Access Info’s Litigation at the European Union
Access Info Europe v. Council of the European Union, Hellenic Republic and United Kingdom of Great Britain and Northern Ireland – T-233/2009
The EU is reforming its rules on access to documents and Access Info wanted to know what position each government was taking on the reform. We asked the Council of the EU on 3 December 2008, and it responded on 17 December. The Council granted Access Info partial access to the documents requested: we were provided with the summary of the discussions but without the names of the countries which had been for or against any particular amendment.
This means that although it was possible to become acquainted with the various arguments put forward in the course of the negotiations, it is impossible to attribute these to any single Member State. This prevents the European public from holding their governments, and the European Union itself, to account. It also means that citizens are unable to exert any influence over the decision-making process.
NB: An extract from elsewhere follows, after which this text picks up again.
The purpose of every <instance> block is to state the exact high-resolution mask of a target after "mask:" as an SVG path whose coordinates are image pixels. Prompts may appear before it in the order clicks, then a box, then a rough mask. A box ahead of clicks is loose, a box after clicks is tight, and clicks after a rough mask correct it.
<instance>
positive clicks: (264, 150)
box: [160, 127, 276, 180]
Ruling from General Court of the European Court of Justice, 22 March 2011
The General Court of the European Union found on 22 March 2011 that the Council of the EU wrongly refused to disclose the identity of countries taking positions on reform of the EU’s access to documents rules.
Ruling on an application brought by Access Info Europe, the Court found that the Council had “in no way demonstrated” how publication of the country names would “seriously undermine its decision-making process”.
The Court stated that “If citizens are to be able to exercise their democratic rights, they must be in a position to follow in detail the decision-making process” and that they should “have access to all relevant information.”
Appeal by the Council of the General Court’s Pro-transparency Ruling
The Council of the European Union decided to challenge the pro-transparency decision of the General Court of the European Union in August 2011. The Council has been backed from the beginning by Greece and the UK, but now the Czech Republic and Spain have joined in the appeal, also on the Council’s behalf.
In the case of Access Info Europe v Council of the European Union (Case T-233/09, now known as Case C-280/09 P ), the General Court concluded that the Council’s practice of releasing documents on legislative negotiations only after blanking out the names of the countries making proposals was illegitimate.
The Council, however, is questioning the General Court’s reasoning and is seeking to ensure that such information on future legislation remains secret. Given that 50% of national legislation originates from the European Union, Access Info is concerned that a reversal of this ruling will permit greater “policy laundering” by EU Member States.
There is good news though however! The European Parliament has recognised the importance of this case for the future of transparency in the EU and has joined the case on behalf of Access Info Europe.
Following the initial exchange of arguments between the parties, the oral hearing of this case has now been scheduled to take place at the European Court of Justice in Luxembourg on 21 February 2013 at 9:30AM.